I'm off now ... and as Lene of _Dances with Wool _would say ... _wool with you!_


----------



## IowaLez (Mar 6, 2006)

Hey friends,

Cyndi, those are gorgeous socks.

frazzle, I hope you get your energy back soon.

WIHH, how do you like your new traveling wheel? Have you tried the different ratios on it yet?

I had my cataract surgery yesterday morning at Mayo, and had my return visit this morning when they took the bandage and metal shield off it. Boy can I see so much better now, and it is great!

I gotta tell you all, if you ever have to have your eye/s done, don't be afraid, it's a piece of cake. The procedure took 15 minutes, and it was an interesting experience. Very little discomfort. The IV was the worst part!

I tried spinning yesterday with only one eye, and it was really hard! I did get a bobbin of soft spun thick singles done, tho. 

I have been washing wool with a soaking method now, before the Indian Summer leaves us. I put orvus in cold water in buckets and soak the wool for 2 days. It gets really clean, and almost all the lanolin is gone, so the final wash before processing will be easy. It still has some of that septic smell like the fermented suint method, but that goes away while drying outdoors. I have a wool table now outside, with a wire mesh table "top", so the wet wool gets air dried on both top and bottom and is off the ground.


----------



## weever (Oct 1, 2006)

IowaLez, glad to hear your surgery went well. I am a great candidate for lasik eye surgery, but I just can't get excited about someone messing with my eyes while I'm awake. Oh, and there's the who-knows-how-many-thousands of dollars an elective surgery like that would soak me. Anyway, glad to hear you can see more clearly now. Hooray for that!

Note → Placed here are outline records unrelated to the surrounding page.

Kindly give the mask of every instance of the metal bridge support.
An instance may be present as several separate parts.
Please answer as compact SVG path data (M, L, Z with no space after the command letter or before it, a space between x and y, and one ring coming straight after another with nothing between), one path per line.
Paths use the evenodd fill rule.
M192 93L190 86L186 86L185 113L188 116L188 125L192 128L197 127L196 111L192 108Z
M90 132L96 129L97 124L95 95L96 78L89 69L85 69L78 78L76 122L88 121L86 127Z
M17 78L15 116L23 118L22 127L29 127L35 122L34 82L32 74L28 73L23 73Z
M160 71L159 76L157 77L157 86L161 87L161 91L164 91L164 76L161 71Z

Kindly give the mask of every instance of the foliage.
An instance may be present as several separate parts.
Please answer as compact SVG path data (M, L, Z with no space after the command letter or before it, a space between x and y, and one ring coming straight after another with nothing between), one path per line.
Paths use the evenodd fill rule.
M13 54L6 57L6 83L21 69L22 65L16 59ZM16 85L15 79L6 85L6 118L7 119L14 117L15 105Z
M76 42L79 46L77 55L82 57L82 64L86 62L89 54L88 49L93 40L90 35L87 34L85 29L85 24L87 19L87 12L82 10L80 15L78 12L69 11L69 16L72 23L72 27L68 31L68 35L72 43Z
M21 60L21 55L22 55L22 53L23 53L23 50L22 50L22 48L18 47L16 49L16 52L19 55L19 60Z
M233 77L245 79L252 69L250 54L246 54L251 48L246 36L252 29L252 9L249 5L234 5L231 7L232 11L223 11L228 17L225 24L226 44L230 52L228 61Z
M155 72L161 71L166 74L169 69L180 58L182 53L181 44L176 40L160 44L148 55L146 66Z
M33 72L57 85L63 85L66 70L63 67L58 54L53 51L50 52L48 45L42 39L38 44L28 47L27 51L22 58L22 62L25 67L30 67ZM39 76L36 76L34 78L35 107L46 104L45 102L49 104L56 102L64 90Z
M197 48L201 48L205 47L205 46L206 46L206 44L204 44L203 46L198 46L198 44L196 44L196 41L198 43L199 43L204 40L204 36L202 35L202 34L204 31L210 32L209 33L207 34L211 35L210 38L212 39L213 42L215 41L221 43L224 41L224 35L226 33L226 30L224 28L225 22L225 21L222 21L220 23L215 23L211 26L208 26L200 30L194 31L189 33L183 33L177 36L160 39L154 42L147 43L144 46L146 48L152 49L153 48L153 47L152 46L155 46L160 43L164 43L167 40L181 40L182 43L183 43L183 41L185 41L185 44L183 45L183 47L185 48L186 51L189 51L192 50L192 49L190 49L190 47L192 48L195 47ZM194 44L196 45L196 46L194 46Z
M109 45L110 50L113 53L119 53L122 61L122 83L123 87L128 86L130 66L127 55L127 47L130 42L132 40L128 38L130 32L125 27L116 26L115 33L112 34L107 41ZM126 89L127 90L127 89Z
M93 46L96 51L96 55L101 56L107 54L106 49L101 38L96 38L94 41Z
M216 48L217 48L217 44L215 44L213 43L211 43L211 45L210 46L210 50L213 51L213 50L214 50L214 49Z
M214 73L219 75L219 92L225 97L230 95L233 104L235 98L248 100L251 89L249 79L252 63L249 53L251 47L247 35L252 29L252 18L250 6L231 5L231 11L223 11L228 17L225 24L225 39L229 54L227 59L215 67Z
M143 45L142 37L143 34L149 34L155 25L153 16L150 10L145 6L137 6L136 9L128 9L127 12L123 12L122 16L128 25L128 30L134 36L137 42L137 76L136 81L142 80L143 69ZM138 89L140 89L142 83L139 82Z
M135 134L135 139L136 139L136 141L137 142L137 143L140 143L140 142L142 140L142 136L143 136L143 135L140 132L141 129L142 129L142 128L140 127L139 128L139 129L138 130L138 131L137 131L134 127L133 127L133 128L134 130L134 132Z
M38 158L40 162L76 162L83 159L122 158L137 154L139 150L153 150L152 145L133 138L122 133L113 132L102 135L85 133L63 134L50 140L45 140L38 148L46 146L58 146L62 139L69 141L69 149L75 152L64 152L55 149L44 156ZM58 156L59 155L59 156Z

Does anyone make stitch markers? I've never used them, but I find myself in need of 2 or 3 that will work for crocheting (gotta have a clasp, or something, so that I can remove it from the work). I'll gladly pay a reasonable amount, or trade for something fibery.


----------



## MullersLaneFarm (Jul 23, 2004)

Knitting away illness-fatigue works wonders! I finally cast on for the 2nd black / grey / white Jaywalker sock (I completed the first one last winter) Monday night. I counted the rows of the first sock for the leg & knit the same amount for the 2nd sock. 

Last night I was half way finished with the foot and compared it with the 1st sock ... Way different!! Then realized I used size 0 for the first sock and size 1 for the 2nd .... Ripped the 2nd sock out last night. The Jaywalker pattern creates a pretty design, but it's so boring to knit! Who knows when I'll start again!

I'm so glad your cataract surgery went well, Lez!


----------



## frazzlehead (Aug 23, 2005)

I just got some super happy news and I have to share it - so who better than you guys to be happy with? 

My DH, like me, is in the IT world - and ready to get out and have a different career. 2 yrs ago he started working with the local volunteer fire department, which he loves, and part of that was 'advanced first aid training'. Here, there are 3 levels of certification - EMR, which is that 'advanced first aid' thing, then EMT, which is what most staff on ambulances have, and paramedic, which is 2 yrs of school and allows you to administer a lot more medications. 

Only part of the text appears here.